Inspiré de Louis Aragon

 

 

 

 

En exergue figure la conclusion que selon nous un lecteur prudent devrait tirer de la lecture de l'excellent livre de Etienne Klein, Discours sur l'origines de l'Univers (Flammarion 2010), faisant suite à trois ou quatre autres essais du même auteur portant sur la physique et la cosmologie, tout aussi excellents. L'ouvrage, très pédagogique, recense toutes les hypothèses présentées depuis l'Antiquité et singulièrement depuis quelques années pour essayer de comprendre les fondements du monde physique.

Très honnêtement, l'auteur avoue que ces hypothèses, faute de pouvoir être mises à l'épreuve de l'expérimentation instrumentale, ne répondent pas aux questions que la raison humaine prétend devoir se poser à propos de l'univers. Ceci ne signifie pas que nous suggérerions au lecteur de ne pas lire cet ouvrage ou d'autres analogues. Au contraire. Il faut le lire d'urgence, et s'en pénétrer. C'est seulement que nous nous demandons si une autre démarche, éventuellement parallèle, ne serait pas aujourd'hui indispensable ? En fait, nous pensons que cette autre démarche s'impose déjà d'elle-même, car elle découle de la marche inexorable de l'évolution. Un des mérites, peut-être involontaire, du livre, serait selon nous de la suggérer.

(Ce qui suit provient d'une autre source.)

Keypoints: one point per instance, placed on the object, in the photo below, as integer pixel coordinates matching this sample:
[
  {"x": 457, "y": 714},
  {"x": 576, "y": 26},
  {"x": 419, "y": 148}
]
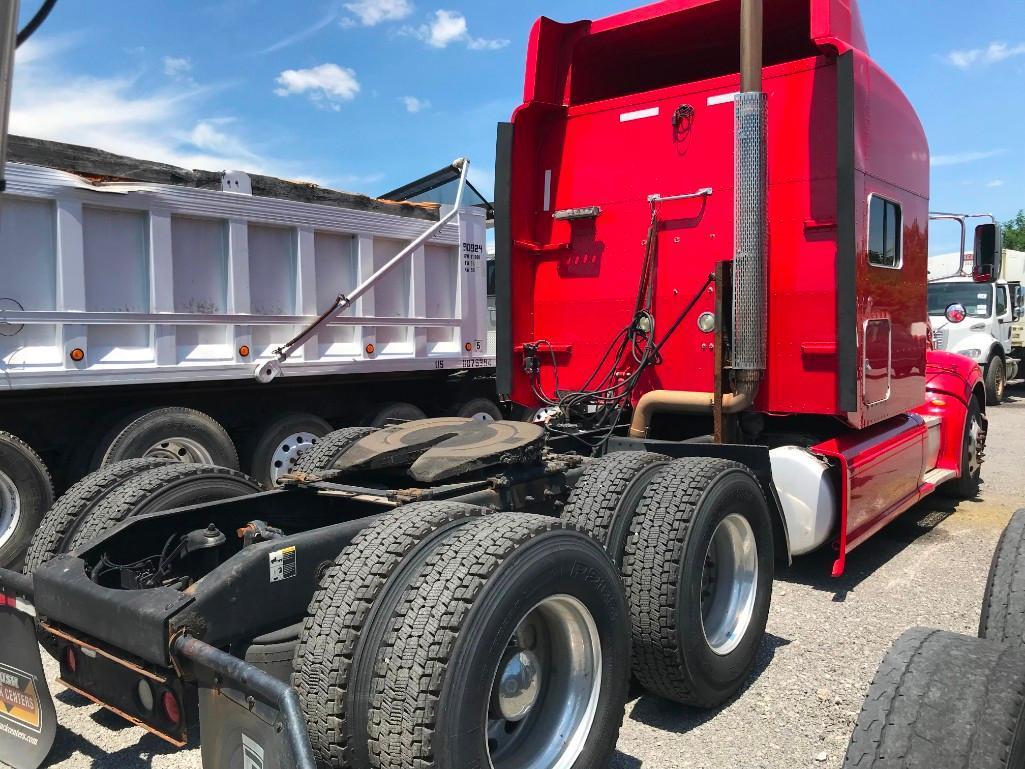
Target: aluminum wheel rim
[
  {"x": 541, "y": 719},
  {"x": 287, "y": 453},
  {"x": 178, "y": 449},
  {"x": 10, "y": 509},
  {"x": 729, "y": 584}
]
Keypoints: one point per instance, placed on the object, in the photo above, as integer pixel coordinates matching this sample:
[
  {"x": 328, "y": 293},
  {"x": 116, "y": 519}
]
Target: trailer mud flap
[
  {"x": 237, "y": 737},
  {"x": 28, "y": 721}
]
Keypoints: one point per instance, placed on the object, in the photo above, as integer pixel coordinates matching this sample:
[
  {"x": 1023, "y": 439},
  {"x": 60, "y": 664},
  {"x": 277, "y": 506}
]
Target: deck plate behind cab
[{"x": 438, "y": 449}]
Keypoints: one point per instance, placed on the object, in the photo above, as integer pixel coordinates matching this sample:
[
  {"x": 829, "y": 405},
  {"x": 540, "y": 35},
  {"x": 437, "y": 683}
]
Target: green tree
[{"x": 1014, "y": 233}]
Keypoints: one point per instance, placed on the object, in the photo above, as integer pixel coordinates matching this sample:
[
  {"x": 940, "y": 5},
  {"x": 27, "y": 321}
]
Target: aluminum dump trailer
[{"x": 141, "y": 297}]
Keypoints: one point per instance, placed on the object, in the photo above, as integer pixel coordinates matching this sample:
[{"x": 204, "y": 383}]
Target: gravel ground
[{"x": 824, "y": 642}]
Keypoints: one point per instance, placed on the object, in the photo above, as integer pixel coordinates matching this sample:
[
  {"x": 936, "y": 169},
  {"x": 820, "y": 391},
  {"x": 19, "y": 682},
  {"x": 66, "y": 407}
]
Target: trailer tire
[
  {"x": 281, "y": 445},
  {"x": 479, "y": 666},
  {"x": 967, "y": 485},
  {"x": 945, "y": 701},
  {"x": 388, "y": 413},
  {"x": 347, "y": 616},
  {"x": 49, "y": 539},
  {"x": 695, "y": 634},
  {"x": 607, "y": 495},
  {"x": 160, "y": 488},
  {"x": 996, "y": 380},
  {"x": 483, "y": 409},
  {"x": 177, "y": 434},
  {"x": 26, "y": 494},
  {"x": 1003, "y": 604},
  {"x": 329, "y": 449}
]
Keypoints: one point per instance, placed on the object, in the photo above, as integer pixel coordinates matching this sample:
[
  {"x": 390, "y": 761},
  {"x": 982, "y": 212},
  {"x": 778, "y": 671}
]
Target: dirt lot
[{"x": 825, "y": 640}]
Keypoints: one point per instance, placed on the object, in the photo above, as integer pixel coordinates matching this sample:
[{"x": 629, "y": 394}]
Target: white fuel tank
[{"x": 808, "y": 495}]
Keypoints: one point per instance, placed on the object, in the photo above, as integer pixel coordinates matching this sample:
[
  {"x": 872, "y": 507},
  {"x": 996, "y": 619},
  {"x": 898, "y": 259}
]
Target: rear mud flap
[
  {"x": 236, "y": 737},
  {"x": 28, "y": 721}
]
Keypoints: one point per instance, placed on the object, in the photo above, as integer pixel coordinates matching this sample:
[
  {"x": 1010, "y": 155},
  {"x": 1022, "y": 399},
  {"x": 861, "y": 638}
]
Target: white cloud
[
  {"x": 326, "y": 84},
  {"x": 992, "y": 53},
  {"x": 414, "y": 105},
  {"x": 117, "y": 114},
  {"x": 175, "y": 67},
  {"x": 964, "y": 157},
  {"x": 373, "y": 12},
  {"x": 449, "y": 27}
]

Qu'est-ce à dire ? Nous pensons pour notre part que la science progresserait plus vite si elle s'interrogeait, non pas sur les confins ultimes du monde extérieur, qu'elle ne peut observer et moins encore rationaliser, mais sur ses propres processus d'acquisition de connaissance. Mais cela ne signifierait pas en revenir aux croyances et aux mythologies, en une nième nouvelle démarche digne d'un adversaire de la rationalité scientifique.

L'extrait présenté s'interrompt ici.